The 6th PDE Real Analysis Seminar

(COE Partner Seminar, Department of Mathematics, Hokkaido University )

Contents

Outline

Organizers :
H.Arai (University of Tokyo), Y. Giga (Hokkaido University)
Period :
January 26, 2005 (Wednesday)
Place :
Graduate School of Mathematical Sciences the University of Tokyo, Room #122
Programme :
Matthias Hieber (TU Darmstadt)
"L^p-Theory of the Navier-Stokes flow past rotating or moving obstacles"
ABSTRACT:
In this talk we consider the equation of Navier-Stokes in the exterior of a rotating or moving domain.

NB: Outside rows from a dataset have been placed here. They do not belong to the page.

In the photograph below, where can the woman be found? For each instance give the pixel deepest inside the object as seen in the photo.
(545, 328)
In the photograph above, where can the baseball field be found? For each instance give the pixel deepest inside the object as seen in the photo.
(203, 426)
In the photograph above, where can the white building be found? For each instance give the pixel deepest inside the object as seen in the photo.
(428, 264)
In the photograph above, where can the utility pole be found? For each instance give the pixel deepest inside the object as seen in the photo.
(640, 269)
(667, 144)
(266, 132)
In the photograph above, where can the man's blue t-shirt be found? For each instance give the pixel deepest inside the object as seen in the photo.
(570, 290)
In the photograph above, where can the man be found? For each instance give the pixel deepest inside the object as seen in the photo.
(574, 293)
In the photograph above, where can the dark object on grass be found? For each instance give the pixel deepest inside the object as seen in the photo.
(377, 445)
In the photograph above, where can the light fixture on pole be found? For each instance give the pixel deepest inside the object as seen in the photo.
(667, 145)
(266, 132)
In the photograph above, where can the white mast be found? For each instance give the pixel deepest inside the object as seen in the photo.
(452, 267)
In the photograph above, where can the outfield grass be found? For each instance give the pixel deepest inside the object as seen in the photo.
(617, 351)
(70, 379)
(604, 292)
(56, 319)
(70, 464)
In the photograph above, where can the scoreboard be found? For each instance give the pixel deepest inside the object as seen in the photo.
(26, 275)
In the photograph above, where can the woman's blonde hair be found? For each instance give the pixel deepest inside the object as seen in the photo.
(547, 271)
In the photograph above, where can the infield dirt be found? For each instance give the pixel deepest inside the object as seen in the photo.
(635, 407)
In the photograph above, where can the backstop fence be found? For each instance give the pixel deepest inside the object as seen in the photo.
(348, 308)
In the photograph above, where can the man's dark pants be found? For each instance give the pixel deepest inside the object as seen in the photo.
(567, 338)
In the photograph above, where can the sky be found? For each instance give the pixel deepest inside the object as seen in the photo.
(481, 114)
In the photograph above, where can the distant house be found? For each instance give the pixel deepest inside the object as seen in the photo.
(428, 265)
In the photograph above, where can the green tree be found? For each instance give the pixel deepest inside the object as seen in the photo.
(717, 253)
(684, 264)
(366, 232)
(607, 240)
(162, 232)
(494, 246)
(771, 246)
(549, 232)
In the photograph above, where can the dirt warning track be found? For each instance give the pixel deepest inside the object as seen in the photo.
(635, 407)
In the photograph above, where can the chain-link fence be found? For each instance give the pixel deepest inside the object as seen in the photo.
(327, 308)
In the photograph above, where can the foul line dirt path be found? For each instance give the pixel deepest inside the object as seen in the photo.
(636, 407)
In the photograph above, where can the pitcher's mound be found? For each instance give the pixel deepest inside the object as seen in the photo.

Using techniques from the analysis of Ornstein-Uhlenbeck operators it is shown that, after rewriting the problem on a fixed domain $\Omega$, the solution of the linearized equation is governed by a $C_0$-semigroup on $L^p_\sigma(\Omega)$ for $1<p<\infty$ with generator $Au=P(\Delta u +Mx\cdot \nabla u - Mu)$. Moreover, for $p\geq n$ and initial data $u_0 \in L^p_\sigma(\Omega)$ we prove the existence of a unique local mild solution of the Navier-Stokes problem.